I picked up a WD Passport Essential 250Gb External HDD and when I plugged it in it wanted to setup Sync software, But I realized the drive was in Fat32 so I'm presently formatting it to NFTS(we have 3 Vista and Macbook). I wondered if it would be easier and less confusing if we just copy and pasted our Music, Documents and Pictures to the drive vs. letting the sync software run.. The drive is for my Daughter's laptop, she almost filled up the internal HDD with all her music, pictures and such, we have to make some room on her Laptop's HDD. Your opinions are greatly appreciated!!
works. Forget Sync.
"Send to" is found in the right mouse click applet.
but I just wanted to suggest something you may not have considered.
I notice you are using this to transfer music and other files from your daughter's laptop to the external, to free up space on the laptop hard disk. That means that the files on the external will not be a backup, but will be the original files.
You will need to consider what will happen if that external disk fails. Where are your backups? Hard drives do fail, whether internal drives or external, and usually they fail suddenly and without warning.
Backing up those important personal files to an external hard disk is the fashion nowadays because of the greater capacity over CD or DVD, and that is a natural progression of course. But if that external drive holds your only copies, then they are at risk.
Just something else to think about.
Mark
Thank you all for your replies, and Mark your thoughts were mine exactly after we backed up her files, I have a second HDD on my desktop which isn't nearly as big as the External but big enough to backup her important stuff such as her photos, music and such.. Thanks a that was definitely a very important point to bring up here in this discussion!!
I have one of those drives as well. I love the huge capacity and great portability.
I think it all depends on what you intend to use the drive for. If you bought it to back up files (whether music, documents, photos, Quicken file, etc.) then the sync program makes it easy on you. At the initial setup, choose which files or folders are going to be backed up; the sync software copies these onto the external HDD. Put it in your “safe location” which could be anything from a fire safe to what a friend of mine does; he figures if his house burns down a fire safe is still risky so he takes the HDD to work. Pretty sound thinking – it’s unlikely both locations would burn to the ground in the same week. All you have to do in the future is periodically plug the HDD into the computer you want to back up. All by itself the sync software determines which files on the computer are new – or a newer version than what is presently on the external drive – and copies them onto the external drive. It’s much faster than other methods I’ve used … like the “figure it out yourself” method … or the “gee I’m technically savvy so let’s use Windows Find / by date range / since the last backup / then manually copy all the new files, folder by folder, to the external HDD and it will be faster than figuring it out myself and in the end it takes almost as long” methods. When the sync software is finished doing it all by itself (really fast!) unplug it and put it away. Easy!
If it’s not a backup then the drag and drop / copy and paste / method of your choice is probably the easiest way to go.

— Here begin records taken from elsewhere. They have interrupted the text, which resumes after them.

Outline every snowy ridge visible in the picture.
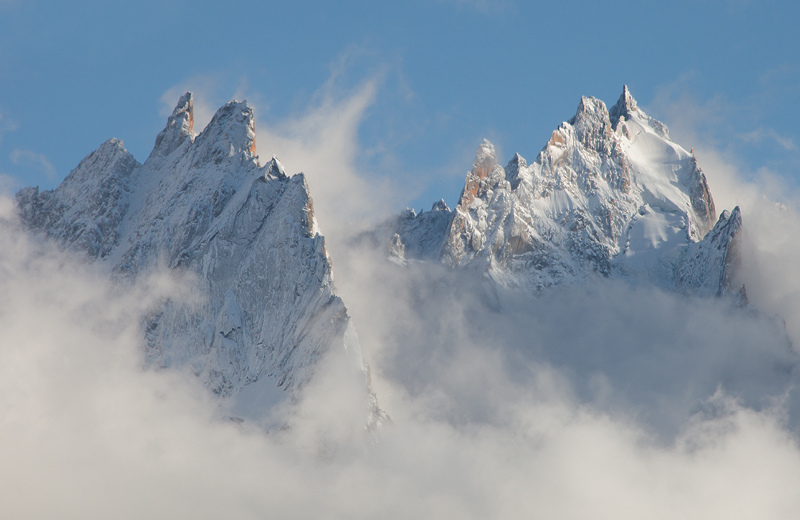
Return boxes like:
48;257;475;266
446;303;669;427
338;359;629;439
390;87;740;294
17;93;379;415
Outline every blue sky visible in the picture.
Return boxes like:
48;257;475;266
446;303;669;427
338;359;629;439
0;0;800;215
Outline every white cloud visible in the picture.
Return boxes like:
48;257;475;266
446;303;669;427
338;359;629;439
10;149;57;180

On mine I actually use both methods. I want to have some files available to me away from home (like at work), plus I may have some really critical files in progress at work. I’ve learned the hard way not to trust the IT department’s backups on really important work items so I use this drive to make my own backup. My personal files from home go through the sync software; the work files are simple copy and paste. Here’s the thing – if I lose the HDD or it is stolen while I’m out and about - my personal files are in the sync software and they are encrypted with password protection. The work files are non-proprietary non-sensitive stuff only important to me … and since they are just a backup of primary files I should (hopefully) still have at work – I’m not concerned if someone steals my HDD and looks them over because they’re worthless to anyone but me.
Cheers!
I recently went through a similar setup with 2x 1TB WD My Book and after some trial and error decided to stay with the sync program it came with.
These are to be a backup for three laptops on a wireless network with another 300Gb external HDD with all of our photos on it.
I setup two mirror backup plans, one for each WD HDD. They get connected on alternating months to the laptop with the photo HDD and I have been very impressed with it so far.
Two things clearly make the sync program preferred over copy and paste for us:
1) It's automatic. The only manual part of the deal is to swap the HDD each month.
2) It keeps the last two versions (you can change this) of files, so for my work files this is invaluable.